The church was erected at the eastern end of the settlement, south of the village road, on a small hill which, after being fenced, was designated as a cemetery. Erratic stones were used as building material. Originally, it was a building consisting of an aisleless nave on a rectangular plan measuring 11.7 x 12 meters, a shorter and narrower chancel measuring 7.4 x 7.6 meters, ended with a straight wall on the eastern side and a four-sided, irregular sacristy of size 3 .5 x 5 meters, added to the chancel unusually from the south.
The interior was originally illuminated by narrow and short ogival windows, two in the southern wall of the nave and one in the northern part of the chancel. In addition, in the eastern wall of the chancel a tall and very narrow lancet window was pierced. All windows were splayed from the outside and inside. The entrance was in the west facade, in a simple, stepped portal. A second portal led from the chancel to the sacristy.
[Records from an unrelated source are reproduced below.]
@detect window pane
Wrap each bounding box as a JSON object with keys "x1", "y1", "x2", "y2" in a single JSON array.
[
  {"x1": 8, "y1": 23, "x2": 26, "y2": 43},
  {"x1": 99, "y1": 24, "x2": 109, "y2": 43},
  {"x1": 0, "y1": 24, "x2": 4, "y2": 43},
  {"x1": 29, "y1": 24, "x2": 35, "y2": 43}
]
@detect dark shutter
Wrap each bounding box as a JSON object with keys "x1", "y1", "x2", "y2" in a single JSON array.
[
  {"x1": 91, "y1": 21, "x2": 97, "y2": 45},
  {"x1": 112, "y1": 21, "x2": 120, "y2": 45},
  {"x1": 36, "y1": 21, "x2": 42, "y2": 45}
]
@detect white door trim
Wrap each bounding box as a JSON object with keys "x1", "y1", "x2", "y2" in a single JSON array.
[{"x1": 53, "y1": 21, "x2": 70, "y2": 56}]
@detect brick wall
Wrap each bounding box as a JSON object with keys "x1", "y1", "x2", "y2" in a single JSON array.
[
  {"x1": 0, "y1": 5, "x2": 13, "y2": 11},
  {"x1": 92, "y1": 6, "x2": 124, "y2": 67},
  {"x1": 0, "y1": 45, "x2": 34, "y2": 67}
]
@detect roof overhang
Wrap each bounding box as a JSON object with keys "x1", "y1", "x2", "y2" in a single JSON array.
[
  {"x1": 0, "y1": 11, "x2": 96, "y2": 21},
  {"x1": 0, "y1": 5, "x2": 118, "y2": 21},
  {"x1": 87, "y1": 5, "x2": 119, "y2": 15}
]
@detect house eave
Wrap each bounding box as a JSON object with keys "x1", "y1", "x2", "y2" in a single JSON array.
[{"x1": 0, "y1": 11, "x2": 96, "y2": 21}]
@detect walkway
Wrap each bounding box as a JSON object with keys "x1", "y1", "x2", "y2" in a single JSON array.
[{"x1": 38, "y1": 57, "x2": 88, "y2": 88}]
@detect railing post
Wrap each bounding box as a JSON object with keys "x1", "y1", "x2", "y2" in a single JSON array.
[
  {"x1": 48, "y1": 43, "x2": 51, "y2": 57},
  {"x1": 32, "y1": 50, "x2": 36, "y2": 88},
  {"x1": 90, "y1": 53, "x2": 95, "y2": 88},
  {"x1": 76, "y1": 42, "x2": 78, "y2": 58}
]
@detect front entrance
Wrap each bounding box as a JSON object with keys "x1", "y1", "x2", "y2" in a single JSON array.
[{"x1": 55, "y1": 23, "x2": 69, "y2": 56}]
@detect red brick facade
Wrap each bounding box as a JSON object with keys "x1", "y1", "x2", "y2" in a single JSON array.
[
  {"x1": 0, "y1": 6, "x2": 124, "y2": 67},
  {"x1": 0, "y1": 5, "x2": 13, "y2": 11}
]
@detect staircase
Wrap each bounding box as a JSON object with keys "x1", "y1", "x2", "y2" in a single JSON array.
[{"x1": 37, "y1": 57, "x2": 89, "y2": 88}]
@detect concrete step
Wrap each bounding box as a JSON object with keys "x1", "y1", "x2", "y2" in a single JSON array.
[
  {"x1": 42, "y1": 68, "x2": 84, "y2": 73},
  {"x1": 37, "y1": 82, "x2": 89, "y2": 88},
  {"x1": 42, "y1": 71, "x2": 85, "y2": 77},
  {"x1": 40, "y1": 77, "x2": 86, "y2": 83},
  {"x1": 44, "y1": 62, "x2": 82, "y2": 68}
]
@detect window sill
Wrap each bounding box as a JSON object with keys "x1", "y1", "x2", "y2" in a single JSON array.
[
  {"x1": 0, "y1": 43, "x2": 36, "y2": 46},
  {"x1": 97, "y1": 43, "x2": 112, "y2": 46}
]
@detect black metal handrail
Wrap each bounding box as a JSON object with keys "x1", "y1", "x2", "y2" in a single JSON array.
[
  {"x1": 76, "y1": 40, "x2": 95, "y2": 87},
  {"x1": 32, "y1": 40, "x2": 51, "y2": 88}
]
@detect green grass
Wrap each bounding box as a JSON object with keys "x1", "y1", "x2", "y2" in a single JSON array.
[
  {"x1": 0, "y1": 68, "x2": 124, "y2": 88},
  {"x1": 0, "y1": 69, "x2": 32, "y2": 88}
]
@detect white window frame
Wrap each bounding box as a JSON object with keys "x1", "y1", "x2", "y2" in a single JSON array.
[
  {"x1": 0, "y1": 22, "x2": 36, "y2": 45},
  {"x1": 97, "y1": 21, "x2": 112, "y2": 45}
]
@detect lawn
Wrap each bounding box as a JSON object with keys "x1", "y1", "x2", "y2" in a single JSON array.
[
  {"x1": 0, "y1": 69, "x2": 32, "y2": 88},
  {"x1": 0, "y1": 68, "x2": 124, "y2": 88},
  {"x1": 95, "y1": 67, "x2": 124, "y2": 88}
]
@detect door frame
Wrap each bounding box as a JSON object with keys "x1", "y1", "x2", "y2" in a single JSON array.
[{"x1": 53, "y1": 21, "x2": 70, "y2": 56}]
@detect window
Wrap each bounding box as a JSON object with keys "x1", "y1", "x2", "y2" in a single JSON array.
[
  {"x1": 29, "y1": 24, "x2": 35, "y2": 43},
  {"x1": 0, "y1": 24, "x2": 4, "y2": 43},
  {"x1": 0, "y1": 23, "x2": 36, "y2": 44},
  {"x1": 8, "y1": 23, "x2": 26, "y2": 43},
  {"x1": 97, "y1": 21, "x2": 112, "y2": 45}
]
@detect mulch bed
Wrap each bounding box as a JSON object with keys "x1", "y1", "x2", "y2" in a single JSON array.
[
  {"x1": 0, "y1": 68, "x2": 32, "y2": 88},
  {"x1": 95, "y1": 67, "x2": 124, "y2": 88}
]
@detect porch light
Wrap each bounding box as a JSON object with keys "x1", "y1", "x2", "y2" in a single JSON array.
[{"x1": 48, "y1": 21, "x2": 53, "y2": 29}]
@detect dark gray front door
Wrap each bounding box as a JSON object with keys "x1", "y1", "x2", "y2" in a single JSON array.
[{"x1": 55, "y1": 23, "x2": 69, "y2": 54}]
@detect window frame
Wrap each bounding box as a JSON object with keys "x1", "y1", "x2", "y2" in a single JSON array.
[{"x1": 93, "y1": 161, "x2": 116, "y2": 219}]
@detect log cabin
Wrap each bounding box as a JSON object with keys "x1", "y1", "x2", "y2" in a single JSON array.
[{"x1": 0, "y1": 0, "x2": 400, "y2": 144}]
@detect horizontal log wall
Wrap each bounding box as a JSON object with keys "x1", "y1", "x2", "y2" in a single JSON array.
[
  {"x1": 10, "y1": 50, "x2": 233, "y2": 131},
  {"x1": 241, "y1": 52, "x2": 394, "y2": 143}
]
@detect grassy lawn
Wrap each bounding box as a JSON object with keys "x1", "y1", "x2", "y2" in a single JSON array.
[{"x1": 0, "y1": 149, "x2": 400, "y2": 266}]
The chancel was covered with a wooden barrel vault, while the sacristy was covered with a stone barrel vault.
In the fifteenth century, a massive, four-sided tower was added on the west side, reinforced in two corners with buttresses. At the same time, a porch was added from the north, which led to a new entrance to the nave. Perhaps then the walls of the church were covered with polychromes. Then, inside the church, brick semi-pillars were erected by the longitudinal walls, on which the vaults were placed in place of the ceiling and wooden barrel vault. The chancel arch was also raised and the windows partly walled up.
Today, the church is in a state of ruin with preserved but weakened upper parts of the walls and windows transformed in the early modern period (the original one have been preserved in the northern wall of the chancel, late-Gothic openings are visible in the walls of the tower). The church is not roofed, only the vault above the sacristy has partially survived. It is worth paying attention to the late-Gothic wall pillars and blind arcades on which the vaults from the 15th century were based. Near the church, you can see the remains of a stone cemetery wall with a late-medieval gate, and a manor house from the first half of the 16th century is also nearby, transformed in the early modern period. In addition, in 2011, in the western part of the cemetery wall, from the inside, a medieval stone cross was discovered.
Kowalski S., Zabytki architektury województwa lubuskiego, Zielona Góra 2010.
Kozaczewski T., Wiejskie kościoły parafialne XIII wieku na Śląsku (miejscowości B-G), Wrocław 1990.
Pilch J., Kowalski S., Leksykon zabytków Pomorza Zachodniego i ziemi lubuskiej, Warszawa 2012.